Pour ne donner qu’un exemple bien connu dans l’histoire de la lutte des femmes : le droit de vote. Pendant que les femmes suffragistes luttaient pour obtenir le droit de vote, certaines femmes s’opposaient, en répétant le discours des hommes qui disaient que les  femmes seraient incapables de voter !

Comme je l’ai déjà soutenu dans un autre écrit, il est parfois difficile et il peut être douloureux pour les femmes de prendre conscience qu’elles appartiennent à une classe opprimée et méprisée incessamment.

Cela dit, nous les femmes, devons apprendre à nous débarrasser des réflexes misogynes que nous avons intériorisés. Car nous sommes tellement imprégnées par l’apartheid sexiste, que ce soit dans la famille, dans toutes les cultures et pays que,  nous faisons usage de cette misogynie contre nous-même et les autres femmes en défendant les arguments des dominants ! Peut-être est-ce parce que certaines se sentent découragées, et prennent des chemins apparemment moins périlleux.

Beaucoup de femmes préfèrent alors s’accrocher à ce qui nous divise et nous sépare, au lieu de mettre en œuvre des moyens de lutte et de créer nos  propres concepts pour un monde différent.

WLWB: Pourtant, de nombreux courants féministes : féminisme libéral, postmoderniste, « black feminism », transnational, etc… revendiquent la différence des femmes de couleur, pour lesquelles le féminisme radical serait une invention des femmes blanches, occidentales et des classes sociales aisées. Comment expliquez-vous ce refus de se sentir « unies dans la classe des femmes » ?

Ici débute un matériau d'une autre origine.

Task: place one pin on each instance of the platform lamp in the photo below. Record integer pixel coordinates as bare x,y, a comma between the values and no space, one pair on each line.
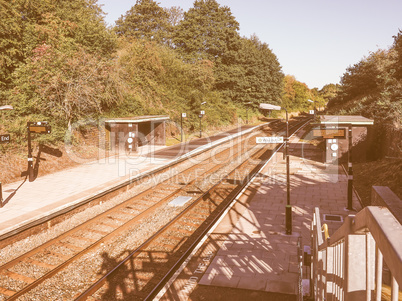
247,107
3,108
288,206
202,113
313,101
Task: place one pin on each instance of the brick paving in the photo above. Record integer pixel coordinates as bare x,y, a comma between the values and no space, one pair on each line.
257,254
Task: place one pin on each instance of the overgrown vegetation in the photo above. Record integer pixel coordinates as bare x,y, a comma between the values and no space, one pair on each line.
373,88
61,63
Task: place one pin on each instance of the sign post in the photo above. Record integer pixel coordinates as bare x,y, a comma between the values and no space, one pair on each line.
273,139
5,138
40,127
183,115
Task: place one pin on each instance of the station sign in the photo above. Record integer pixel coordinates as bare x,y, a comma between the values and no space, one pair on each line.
330,133
39,127
273,139
5,138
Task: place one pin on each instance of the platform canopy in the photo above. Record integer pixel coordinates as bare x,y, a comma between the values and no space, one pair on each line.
350,120
266,106
139,119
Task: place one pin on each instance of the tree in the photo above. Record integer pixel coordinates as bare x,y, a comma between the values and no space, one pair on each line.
10,41
296,94
208,31
145,20
398,48
259,77
63,85
176,15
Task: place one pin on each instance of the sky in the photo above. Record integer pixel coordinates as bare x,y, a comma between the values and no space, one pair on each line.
314,40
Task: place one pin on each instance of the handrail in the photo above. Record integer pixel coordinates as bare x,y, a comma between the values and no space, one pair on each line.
385,229
362,242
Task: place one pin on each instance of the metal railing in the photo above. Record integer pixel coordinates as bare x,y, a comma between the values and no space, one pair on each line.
349,264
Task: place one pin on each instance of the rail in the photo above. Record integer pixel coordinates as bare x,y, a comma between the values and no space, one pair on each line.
349,264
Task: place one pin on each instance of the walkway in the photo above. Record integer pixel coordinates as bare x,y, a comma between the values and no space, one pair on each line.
249,248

Ah, nous voici au cœur du problème ! Qui est justement de diviser les femmes pour pouvoir mieux les opprimer !

Et même encore aujourd’hui, certains qui se disent de gauche, rejettent les constatations et les revendications féministes, en prétendant qu’elles seraient l’émanation de pensées «bourgeoises»…

Or, que vous soyez bourgeoise ou pas, si vous êtes une femme, il est certain que nulle part, vous ne marcherez seule et sereinement dans les rues à une certaine heure !

Et que vous soyez bourgeoise ou non, en Iran, vous serez toutes condamnées à vous voiler, c’est à dire à arborer le drapeau de votre sexualisation et votre infériorité !

Autant le dire, la première fois que j’ai entendu les médias parler contre les « valeurs occidentales », contre les « féministes occidentales » et contre les femmes «occidentalisées », c’était en Iran, en 1979 au moment où les islamistes réprimaient les manifestations des femmes contre le voile.

A l’époque, ils ont voulu faire taire les femmes en les appelant d’abord des « prostituées ». Lorsque le nombre des manifestantes a dépassé quelques milliers, ils les ont qualifiées de « royalistes », puis « d’occidentalisées », puis de « pro-occidentales » et enfin «d’islamophobes» !

Il faut savoir que pendant les années noires en Iran, soit de 1983 à 1989, les instances internationales en charge de vérifier les violations des droits humains, sous la pression de milliers d’exilé-es qui pouvaient témoigner, voulaient visiter les prisons iraniennes où étaient torturé-es et exécuté-es des milliers de femmes et d’hommes, prisonnières/ers politiques…

Mais en riposte, à cette époque, le régime créa un « droit de l’homme islamique », afin de fournir à qui veut l’illusion de l’existence de « raisons culturelles et religieuse » pouvant s’opposer aux contrôles internationaux et pouvant justifier les massacres et la barbarie du régime de Téhéran !

Ceci en opposition totale aux droits humains fondamentaux et universels, prétendument originaires des pays occidentaux, si l’on en croit le régime iranien !

Alors s’il existe bien des droits de l’homme islamiste revendiqués et un peu spéciaux -c’est le cas de le dire-, pourquoi ne pas pousser plus loin dans ce raisonnement cher à Téhéran et ne pas créer un concept de féminisme islamique, n’est-ce pas ?

En effet, tel ne fût pas le choc que je ressentis, d’entendre ici et en 2009, les mots étranges de « féministe blanche », à l’occasion de l’organisation d’une journée d’étude à l’université de Paris VIII portant sur les lesbiennes exilées et immigrées.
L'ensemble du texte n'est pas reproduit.